Add to this the $848 billion 10-year cost of the Senate health care proposal, and it appears that "it's all starting to come crashing down in one big piece," said Maya MacGuineas, the president of the Committee for a Responsible Federal Budget, a Washington watchdog group.
Moderates and conservatives are urging the creation of a commission to study and recommend deficit-cutting strategies, and public support is strong. A survey Nov. 16-18 of 700 registered voters found that 70 percent favored the idea.
The survey, commissioned by the Peter G. Peterson Foundation, a fiscal watchdog group, also found that 66 percent said Washington officials weren't paying enough attention to budget issues, up 10 percentage points from February.

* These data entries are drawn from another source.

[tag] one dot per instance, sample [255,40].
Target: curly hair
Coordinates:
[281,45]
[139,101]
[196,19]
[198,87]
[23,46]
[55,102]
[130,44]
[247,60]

"The bottom line is that the American electorate is way ahead of Washington policymakers," said David Walker, the foundation's president and CEO.
A bipartisan group of a dozen senators wants to attach an amendment that would create such a commission to the bill to raise the federal debt ceiling above $12.1 trillion, expected in mid-to late December.
Separately, Senate Budget Committee Chairman Kent Conrad, D-N.D., and Sen. Judd Gregg of New Hampshire, the panel's top Republican, have proposed creating a deficit reduction task force that includes congressional and administration officials.
Senate Majority Leader Harry Reid is talking to colleagues about the idea, but it has a formidable opponent: House Speaker Nancy Pelosi, D-Calif., who thinks that the existing process is adequate to address such issues.
Few politically viable alternatives remain, said Isabel Sawhill, a senior fellow in economic studies at Washington's Brookings Institution, a center-left research center.
"We're not going to be able to raise taxes; the president has all but taken that off the table," she said. "Social Security would be very tough to take on, and defense spending is going up, not down."
Unless some sort of new budget process is created, Sawhill said, legislation to raise the federal limit could be imperiled, Obama could find a rough fight over Afghanistan funding and the already shaky status of health care legislation could get even more wobbly.
"This has to be done in a way that's fiscally responsible," Sen. Byron Dorgan, D-N.D., said of the health care bill. "It has to be done in a way that is effective.
"If not, there ought not to be legislation passed, in my judgment."